The Unpainted People
For most of the history of Western painting, the people in paintings were particular kinds of people — wealthy people, powerful people, mythological figures, religious subjects. The expansion of portraiture to include working-class subjects, to include people of colour, to include the people the tradition had historically excluded, is one of the ongoing projects of the art world. Henry Taylor is one of the artists doing this most urgently and most convincingly.
His retrospective at MOCA Los Angeles in 2023 brought together several decades of paintings — portraits, scenes from daily life, depictions of family and community and sports and street — in a survey that was one of the more important exhibitions of the year. Standing in the rooms, moving through the work, I had the feeling that happens sometimes in a good retrospective of seeing an entire world become visible.
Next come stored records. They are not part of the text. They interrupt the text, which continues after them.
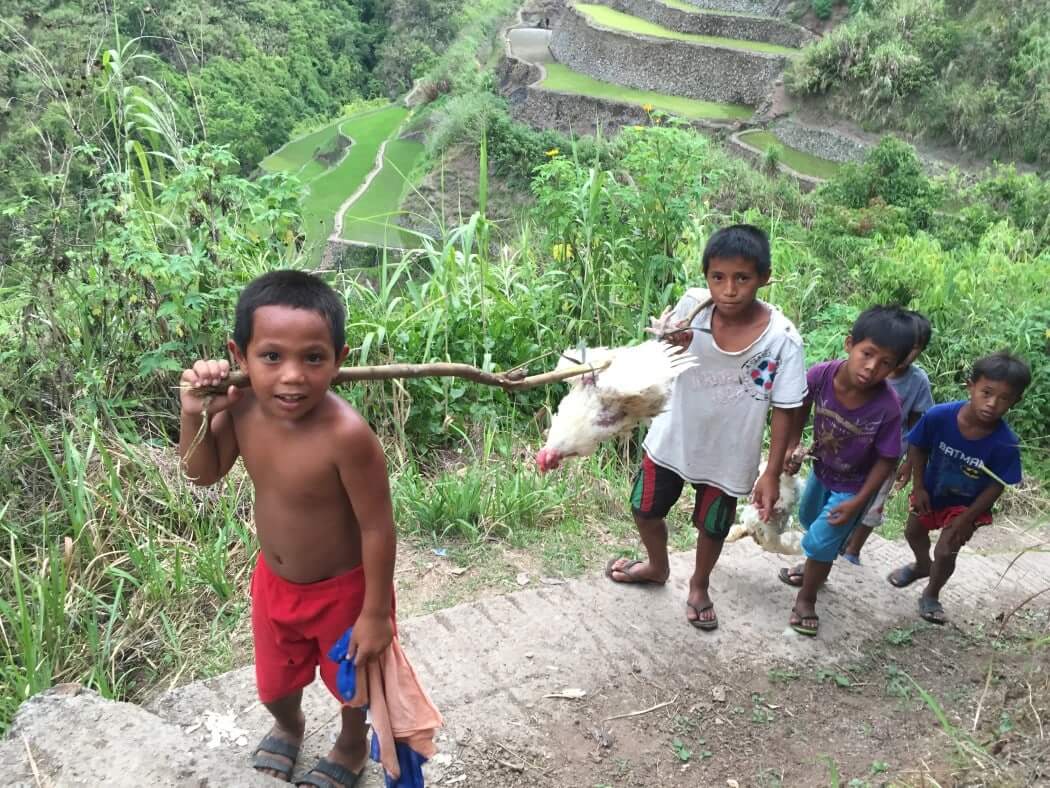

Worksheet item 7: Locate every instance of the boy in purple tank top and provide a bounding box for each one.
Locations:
[779,307,916,637]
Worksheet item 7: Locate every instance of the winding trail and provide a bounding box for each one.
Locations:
[328,139,390,243]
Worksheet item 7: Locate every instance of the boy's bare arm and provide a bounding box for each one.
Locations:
[339,415,397,664]
[770,402,813,474]
[179,359,244,486]
[752,408,800,521]
[827,457,897,525]
[907,444,930,515]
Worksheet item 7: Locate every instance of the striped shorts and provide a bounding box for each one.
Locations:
[631,454,736,539]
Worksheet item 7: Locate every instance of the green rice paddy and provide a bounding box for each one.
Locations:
[540,63,752,120]
[342,140,423,248]
[739,131,842,180]
[575,3,799,57]
[656,0,776,19]
[261,104,415,256]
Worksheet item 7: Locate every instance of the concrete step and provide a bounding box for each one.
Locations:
[550,4,793,107]
[600,0,816,49]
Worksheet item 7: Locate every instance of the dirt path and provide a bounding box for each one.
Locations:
[329,140,390,243]
[0,521,1050,788]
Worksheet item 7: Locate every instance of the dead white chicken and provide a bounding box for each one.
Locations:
[726,461,804,556]
[536,340,696,473]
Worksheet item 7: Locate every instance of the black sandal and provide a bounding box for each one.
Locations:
[777,564,803,588]
[295,758,364,788]
[252,733,300,783]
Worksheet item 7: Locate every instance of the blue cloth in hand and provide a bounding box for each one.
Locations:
[372,735,426,788]
[329,627,426,788]
[329,627,368,708]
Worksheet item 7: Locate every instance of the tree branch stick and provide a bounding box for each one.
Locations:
[183,360,609,397]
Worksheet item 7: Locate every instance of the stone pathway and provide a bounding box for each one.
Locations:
[0,532,1050,786]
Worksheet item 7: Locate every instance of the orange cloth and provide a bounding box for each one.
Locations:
[350,637,444,780]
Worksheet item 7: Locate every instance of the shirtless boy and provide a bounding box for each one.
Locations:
[179,271,396,788]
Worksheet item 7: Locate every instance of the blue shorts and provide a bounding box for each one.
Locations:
[798,473,867,563]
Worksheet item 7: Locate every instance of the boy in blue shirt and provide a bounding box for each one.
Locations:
[888,352,1032,624]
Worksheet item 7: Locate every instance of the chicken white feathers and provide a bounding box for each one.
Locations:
[726,462,803,556]
[537,340,696,471]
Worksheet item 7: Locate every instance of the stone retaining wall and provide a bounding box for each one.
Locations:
[726,132,823,191]
[667,0,792,17]
[604,0,816,46]
[772,121,868,163]
[550,6,788,107]
[508,85,744,134]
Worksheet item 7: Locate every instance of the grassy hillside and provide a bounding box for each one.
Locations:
[786,0,1050,166]
[342,140,423,247]
[740,131,840,179]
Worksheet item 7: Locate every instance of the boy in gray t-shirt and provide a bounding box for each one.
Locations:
[842,312,933,565]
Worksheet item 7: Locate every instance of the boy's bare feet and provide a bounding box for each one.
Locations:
[686,587,718,630]
[605,558,671,585]
[252,709,307,783]
[296,740,369,788]
[886,563,929,588]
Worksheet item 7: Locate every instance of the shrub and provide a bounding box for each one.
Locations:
[810,0,835,19]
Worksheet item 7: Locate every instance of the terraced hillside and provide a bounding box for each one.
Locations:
[507,0,848,180]
[261,104,422,260]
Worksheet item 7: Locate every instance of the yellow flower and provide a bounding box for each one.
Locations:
[550,244,572,263]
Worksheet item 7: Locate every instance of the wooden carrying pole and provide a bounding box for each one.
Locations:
[191,298,711,397]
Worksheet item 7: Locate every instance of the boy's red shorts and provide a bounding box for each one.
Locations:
[916,506,991,531]
[252,553,373,703]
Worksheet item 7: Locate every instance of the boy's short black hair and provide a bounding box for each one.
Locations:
[908,310,933,350]
[849,306,916,364]
[233,269,347,355]
[970,350,1032,399]
[704,225,773,276]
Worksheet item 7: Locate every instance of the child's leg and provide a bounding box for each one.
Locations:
[842,471,897,564]
[791,482,860,635]
[794,558,834,629]
[904,513,930,577]
[686,484,736,629]
[779,474,831,587]
[606,454,685,583]
[315,706,369,785]
[923,524,975,599]
[842,524,875,563]
[252,689,307,780]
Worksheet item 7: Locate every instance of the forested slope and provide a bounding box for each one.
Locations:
[786,0,1050,167]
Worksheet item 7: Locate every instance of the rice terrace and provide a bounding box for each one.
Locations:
[0,0,1050,788]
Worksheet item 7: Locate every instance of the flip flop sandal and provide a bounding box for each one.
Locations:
[919,597,948,626]
[605,558,667,585]
[886,563,920,588]
[686,602,718,633]
[777,566,802,588]
[252,733,299,783]
[295,758,364,788]
[788,607,820,638]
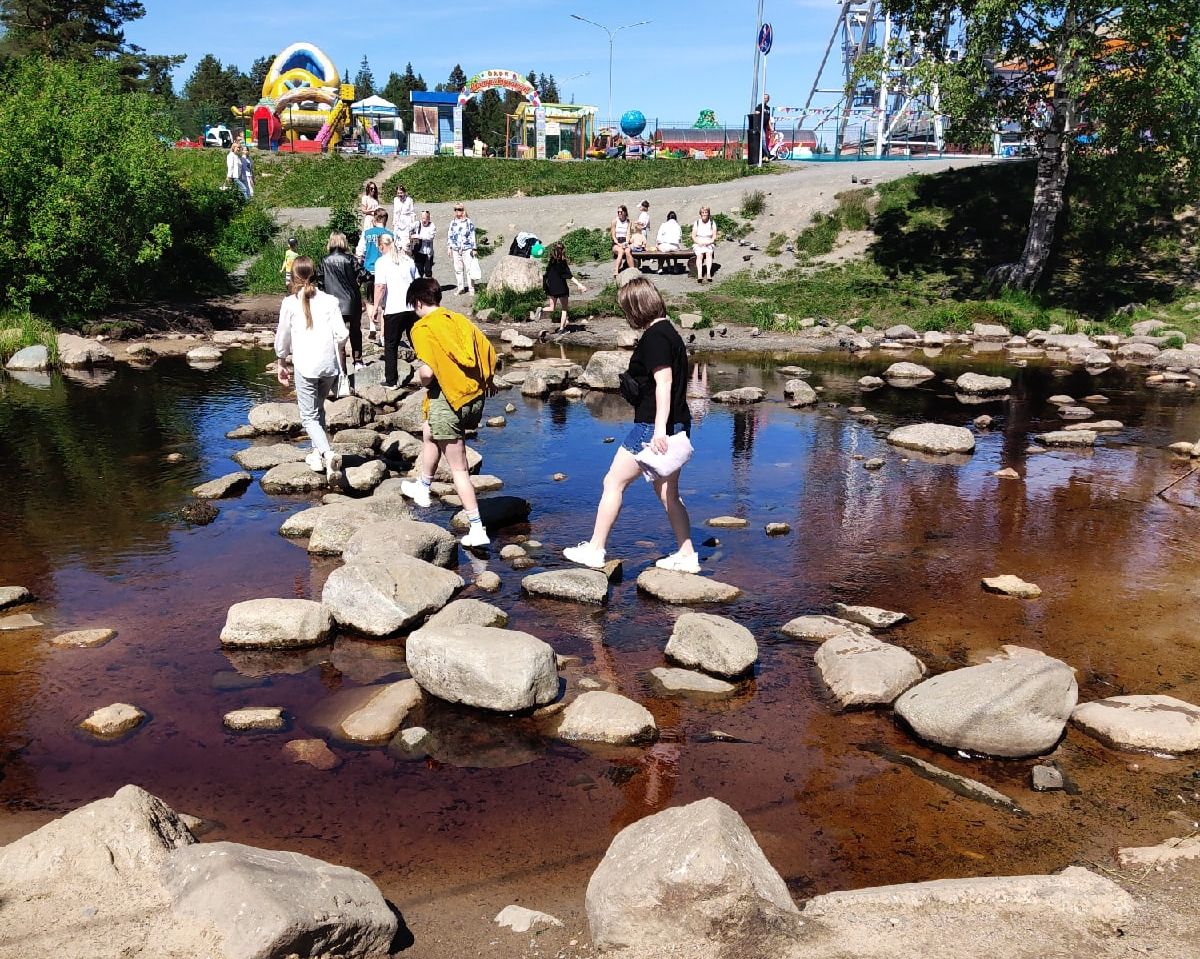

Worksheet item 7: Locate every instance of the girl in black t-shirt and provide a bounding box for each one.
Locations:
[563,277,700,573]
[541,244,588,332]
Taylor was born in Oxnard, California, worked as a psychiatric technician at Camarillo State Hospital for over a decade, and began painting seriously in his forties. He came to art late by conventional career standards and the lateness is part of what his painting carries: the accumulation of a life lived among people, the deep familiarity with how people hold their bodies and occupy space, the attention to the details of lived experience that comes from having paid that attention for a long time before having a studio to paint in.
The Style and What It Means
Taylor's paintings are loose and fast-seeming — the paint applied with an immediacy that makes the canvases feel still warm, still in the process of being made. This looseness is sometimes described as naïve and the description is wrong. It's controlled in ways that require very close looking to understand: the decisions about what to leave incomplete, about where to push the detail and where to let the ground show through, are careful decisions that produce a specific effect.
The effect is of presence. The people in these paintings feel present in a way that more technically finished portraiture sometimes doesn't achieve. The looseness leaves space for the subject to exist in the painting rather than being contained by it. They breathe. The technique is in service of this breathing quality, this alive quality.
The paintings of sports — basketball games, baseball, boxing — are among the most formally interesting in the survey. The figures in motion, the crowd, the specific architectures of arenas and fields: Taylor handles these with a compositional confidence that uses the American sporting tradition as material for paintings that are also about collective experience, about community, about the specific joy of watching other bodies move well.
Why This Matters Now
The question of whose lives count as worthy of painting is a question that has become more visible in recent years, as the art market and the institutions have begun reckoning with the historical exclusions of the Western tradition. Taylor's retrospective was part of this reckoning, part of a belated recognition of work that had been building for decades.
But the paintings themselves go beyond reckoning. They're not arguments for representation. They're just paintings — paintings that see particular people clearly and render that seeing with skill and love and no apology.
Nobody else is painting these people with quite this quality of attention. That's what I mean. That's what the paintings do.
The MOCA retrospective was the kind of exhibition that ends and leaves a gap. You go back to your daily visual experience and it seems slightly impoverished by comparison — not because the paintings are more beautiful than life, but because they demonstrate a quality of looking at life that you want to maintain and can't quite sustain without the paintings to remind you.
That's a rare thing for a retrospective to accomplish. It's a measure of Taylor's achievement that the looking he modeled keeps affecting how you look after the exhibition is over.